First, data storage and access. People remember things visually and spatially. Remembering where something is on a web page within a web site is similar to the task of remembering which page your favorite War and Peace quote is on. In a book there are no visual cues other than the "address" or the page and line number. In the real world as in the virtual world, data can be organized in a familiar environment. For example, instead of memorizing the web address of your bank, you could simply remember that your virtual check book is in your virtual desk.

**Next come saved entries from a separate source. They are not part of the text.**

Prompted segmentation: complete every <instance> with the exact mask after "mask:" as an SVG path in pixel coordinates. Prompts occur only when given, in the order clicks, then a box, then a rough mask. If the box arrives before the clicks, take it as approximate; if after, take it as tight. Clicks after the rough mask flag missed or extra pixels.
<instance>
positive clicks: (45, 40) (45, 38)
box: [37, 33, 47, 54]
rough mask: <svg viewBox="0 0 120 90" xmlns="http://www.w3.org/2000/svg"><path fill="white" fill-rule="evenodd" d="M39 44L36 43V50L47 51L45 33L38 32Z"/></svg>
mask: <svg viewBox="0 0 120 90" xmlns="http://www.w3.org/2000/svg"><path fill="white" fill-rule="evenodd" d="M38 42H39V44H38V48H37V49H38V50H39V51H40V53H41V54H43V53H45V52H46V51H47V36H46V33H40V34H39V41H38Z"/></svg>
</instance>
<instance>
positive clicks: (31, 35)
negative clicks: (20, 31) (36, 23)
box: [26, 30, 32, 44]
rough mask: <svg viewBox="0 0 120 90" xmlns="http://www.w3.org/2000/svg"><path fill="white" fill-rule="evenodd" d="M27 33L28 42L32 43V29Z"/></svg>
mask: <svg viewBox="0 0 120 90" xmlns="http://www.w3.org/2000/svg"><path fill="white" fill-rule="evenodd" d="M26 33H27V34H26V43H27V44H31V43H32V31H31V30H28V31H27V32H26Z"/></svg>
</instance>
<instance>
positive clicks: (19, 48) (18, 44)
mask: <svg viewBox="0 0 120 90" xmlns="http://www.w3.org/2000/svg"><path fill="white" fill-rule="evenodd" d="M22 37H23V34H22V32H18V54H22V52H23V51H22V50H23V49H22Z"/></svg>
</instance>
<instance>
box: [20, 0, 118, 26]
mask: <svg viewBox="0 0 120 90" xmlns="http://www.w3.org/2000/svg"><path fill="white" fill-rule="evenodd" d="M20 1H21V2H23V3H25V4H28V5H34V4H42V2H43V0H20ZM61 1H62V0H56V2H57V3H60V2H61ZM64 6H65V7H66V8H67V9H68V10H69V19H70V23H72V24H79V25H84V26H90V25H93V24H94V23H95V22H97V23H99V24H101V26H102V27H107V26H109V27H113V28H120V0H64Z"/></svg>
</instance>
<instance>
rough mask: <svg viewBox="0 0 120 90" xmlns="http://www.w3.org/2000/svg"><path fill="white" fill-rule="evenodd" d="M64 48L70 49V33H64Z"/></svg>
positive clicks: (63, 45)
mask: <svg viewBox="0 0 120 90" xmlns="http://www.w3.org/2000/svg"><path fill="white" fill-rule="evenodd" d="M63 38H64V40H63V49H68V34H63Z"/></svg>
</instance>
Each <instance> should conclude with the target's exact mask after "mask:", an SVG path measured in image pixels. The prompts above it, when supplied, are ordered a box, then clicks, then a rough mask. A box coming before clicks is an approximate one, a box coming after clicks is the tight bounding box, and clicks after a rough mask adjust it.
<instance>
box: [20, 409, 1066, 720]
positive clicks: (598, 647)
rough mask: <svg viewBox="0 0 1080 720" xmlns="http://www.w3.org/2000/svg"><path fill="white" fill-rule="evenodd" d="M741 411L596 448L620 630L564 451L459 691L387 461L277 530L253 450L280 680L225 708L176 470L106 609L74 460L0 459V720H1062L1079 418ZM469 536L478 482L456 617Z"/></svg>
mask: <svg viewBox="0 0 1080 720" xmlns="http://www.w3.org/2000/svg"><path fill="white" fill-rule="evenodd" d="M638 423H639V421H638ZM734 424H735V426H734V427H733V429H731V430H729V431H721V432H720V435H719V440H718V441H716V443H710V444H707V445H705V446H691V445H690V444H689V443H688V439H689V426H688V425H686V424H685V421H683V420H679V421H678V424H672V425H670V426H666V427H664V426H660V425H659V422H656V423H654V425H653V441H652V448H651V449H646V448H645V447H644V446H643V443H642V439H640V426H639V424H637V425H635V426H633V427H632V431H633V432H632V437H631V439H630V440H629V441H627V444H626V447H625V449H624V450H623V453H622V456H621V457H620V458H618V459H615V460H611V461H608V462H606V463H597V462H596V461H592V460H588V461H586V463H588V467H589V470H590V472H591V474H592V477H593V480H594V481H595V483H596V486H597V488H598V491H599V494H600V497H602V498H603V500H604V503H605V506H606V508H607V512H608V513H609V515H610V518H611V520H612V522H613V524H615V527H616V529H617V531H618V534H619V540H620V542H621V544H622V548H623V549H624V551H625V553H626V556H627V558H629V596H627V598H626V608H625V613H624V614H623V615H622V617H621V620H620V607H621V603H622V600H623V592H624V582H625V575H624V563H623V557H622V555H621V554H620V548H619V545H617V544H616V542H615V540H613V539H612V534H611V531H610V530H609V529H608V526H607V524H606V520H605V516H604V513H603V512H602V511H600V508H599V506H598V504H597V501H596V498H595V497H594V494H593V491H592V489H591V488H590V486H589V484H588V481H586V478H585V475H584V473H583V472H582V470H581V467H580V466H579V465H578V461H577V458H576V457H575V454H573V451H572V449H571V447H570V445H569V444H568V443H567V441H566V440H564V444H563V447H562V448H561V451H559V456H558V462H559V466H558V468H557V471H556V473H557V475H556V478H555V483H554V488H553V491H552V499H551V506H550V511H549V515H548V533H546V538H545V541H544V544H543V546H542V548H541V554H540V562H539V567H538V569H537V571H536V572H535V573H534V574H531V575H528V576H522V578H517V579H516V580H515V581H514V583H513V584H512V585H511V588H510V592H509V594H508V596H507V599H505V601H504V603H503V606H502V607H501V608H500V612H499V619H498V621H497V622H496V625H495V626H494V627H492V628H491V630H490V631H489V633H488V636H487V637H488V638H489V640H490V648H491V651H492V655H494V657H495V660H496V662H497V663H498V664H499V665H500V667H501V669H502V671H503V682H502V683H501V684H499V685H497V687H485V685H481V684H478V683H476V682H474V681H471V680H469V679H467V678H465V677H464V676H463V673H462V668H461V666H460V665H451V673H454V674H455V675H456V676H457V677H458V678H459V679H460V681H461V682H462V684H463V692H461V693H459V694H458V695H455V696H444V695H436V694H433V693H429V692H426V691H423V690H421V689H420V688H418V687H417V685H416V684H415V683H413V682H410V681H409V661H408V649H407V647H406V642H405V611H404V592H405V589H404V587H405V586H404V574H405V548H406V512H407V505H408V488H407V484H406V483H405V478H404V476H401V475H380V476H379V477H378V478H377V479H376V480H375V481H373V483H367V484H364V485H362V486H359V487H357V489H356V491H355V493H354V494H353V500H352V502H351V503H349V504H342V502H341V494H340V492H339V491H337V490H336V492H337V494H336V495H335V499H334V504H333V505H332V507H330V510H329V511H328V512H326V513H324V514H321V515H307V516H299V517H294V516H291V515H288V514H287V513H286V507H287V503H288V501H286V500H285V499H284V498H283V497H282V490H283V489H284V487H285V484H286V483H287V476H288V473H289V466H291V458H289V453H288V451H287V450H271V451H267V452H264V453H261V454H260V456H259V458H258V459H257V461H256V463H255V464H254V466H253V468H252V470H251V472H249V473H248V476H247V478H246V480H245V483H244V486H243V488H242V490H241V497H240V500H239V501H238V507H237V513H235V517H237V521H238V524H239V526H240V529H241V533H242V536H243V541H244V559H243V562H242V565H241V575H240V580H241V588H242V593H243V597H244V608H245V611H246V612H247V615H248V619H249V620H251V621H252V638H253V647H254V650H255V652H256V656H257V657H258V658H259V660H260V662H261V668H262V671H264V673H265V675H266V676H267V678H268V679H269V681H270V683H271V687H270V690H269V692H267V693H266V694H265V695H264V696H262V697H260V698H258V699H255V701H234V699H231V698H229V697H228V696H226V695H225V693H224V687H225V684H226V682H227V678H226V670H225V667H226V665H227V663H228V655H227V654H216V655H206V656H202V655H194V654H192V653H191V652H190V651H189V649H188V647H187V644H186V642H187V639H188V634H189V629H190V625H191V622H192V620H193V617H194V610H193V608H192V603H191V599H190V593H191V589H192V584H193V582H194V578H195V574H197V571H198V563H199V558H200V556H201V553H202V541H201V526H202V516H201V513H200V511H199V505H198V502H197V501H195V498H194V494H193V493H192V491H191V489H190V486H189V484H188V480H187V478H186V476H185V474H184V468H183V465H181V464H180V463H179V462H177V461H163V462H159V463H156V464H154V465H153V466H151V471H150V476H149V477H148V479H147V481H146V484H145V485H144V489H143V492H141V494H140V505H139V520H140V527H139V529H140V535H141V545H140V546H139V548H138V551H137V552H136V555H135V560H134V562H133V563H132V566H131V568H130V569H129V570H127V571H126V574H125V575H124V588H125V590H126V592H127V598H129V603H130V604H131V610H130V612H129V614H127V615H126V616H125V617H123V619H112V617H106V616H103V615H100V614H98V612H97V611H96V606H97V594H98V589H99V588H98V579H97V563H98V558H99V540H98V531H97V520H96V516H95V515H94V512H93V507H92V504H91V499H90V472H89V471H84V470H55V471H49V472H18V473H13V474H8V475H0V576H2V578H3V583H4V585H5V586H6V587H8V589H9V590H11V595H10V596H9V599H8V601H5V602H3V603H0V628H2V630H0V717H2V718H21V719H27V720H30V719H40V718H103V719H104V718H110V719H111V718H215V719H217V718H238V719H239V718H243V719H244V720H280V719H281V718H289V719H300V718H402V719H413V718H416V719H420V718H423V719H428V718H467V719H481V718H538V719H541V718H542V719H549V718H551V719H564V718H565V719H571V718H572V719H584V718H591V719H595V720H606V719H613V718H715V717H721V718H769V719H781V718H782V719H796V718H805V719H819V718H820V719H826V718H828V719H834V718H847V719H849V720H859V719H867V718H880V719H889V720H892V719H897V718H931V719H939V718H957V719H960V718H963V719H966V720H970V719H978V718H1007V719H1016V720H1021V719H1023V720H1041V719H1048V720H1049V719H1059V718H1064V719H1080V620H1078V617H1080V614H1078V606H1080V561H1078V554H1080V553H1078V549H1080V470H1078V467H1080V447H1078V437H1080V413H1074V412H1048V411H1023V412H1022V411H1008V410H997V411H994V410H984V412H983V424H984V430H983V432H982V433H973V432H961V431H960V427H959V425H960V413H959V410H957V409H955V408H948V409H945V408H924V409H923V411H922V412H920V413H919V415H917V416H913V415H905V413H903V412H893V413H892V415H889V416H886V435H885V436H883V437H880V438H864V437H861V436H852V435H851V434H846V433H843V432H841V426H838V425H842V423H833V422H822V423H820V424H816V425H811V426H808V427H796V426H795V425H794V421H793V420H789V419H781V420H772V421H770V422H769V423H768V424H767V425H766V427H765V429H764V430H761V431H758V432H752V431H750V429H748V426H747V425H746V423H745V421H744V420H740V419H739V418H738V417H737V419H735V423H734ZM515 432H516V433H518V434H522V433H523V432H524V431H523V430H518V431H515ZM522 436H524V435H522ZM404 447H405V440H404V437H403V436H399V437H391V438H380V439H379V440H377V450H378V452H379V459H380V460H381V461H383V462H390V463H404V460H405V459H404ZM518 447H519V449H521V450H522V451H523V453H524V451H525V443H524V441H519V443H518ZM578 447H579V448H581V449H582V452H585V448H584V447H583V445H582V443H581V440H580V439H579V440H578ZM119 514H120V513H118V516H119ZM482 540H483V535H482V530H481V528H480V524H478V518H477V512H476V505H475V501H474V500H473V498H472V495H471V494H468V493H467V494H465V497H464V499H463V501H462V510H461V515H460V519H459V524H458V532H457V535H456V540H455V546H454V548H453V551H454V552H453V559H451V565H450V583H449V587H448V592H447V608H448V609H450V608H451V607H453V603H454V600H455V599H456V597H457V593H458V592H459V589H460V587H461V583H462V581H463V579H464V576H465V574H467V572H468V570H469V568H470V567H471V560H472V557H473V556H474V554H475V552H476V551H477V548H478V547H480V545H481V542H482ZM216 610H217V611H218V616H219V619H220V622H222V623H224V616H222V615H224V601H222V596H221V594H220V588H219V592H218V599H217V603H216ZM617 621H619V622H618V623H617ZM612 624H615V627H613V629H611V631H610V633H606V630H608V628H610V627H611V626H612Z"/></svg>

Second, virtual office space. Brainloaf has a small office for the convenience for working together in the same space, discussion questions, sharing ideas and interacting. There is no reason why we need to be in the same physical space if we can interact, see, discuss, and do all the same things physical proximity provides. Imaging sitting down in a cushy massage chair, strapping on a Virtual Reality headset, headphones and gloves, then "logging into" the office. No commute, no traffic, no gas bills. Just a virtual office, which can be as big as you want with a virtual view of the ocean, park, whatever. Coworkers can gather in the virtual conference room to talk, have client meetings and just hang around the virtual water cooler for a break. Virtual worlds like Second life are going to make this possible.
How to pay for all this? Well that brings me to my third point: Marketing and Advertising in Second Life. The beauty of a virtual world is that the promotional possibilities are limitless and much more cost effective. Virtual bill boards, car wraps, virtual launch parties and product events. All new things to add to the marketing mix. It will take SL sometime to get to this level, including wide adoption of virtual reality equipment and high end graphics hardware, but the SL (or an application like it) as a killer app replacement for the web is highly likely in my mind.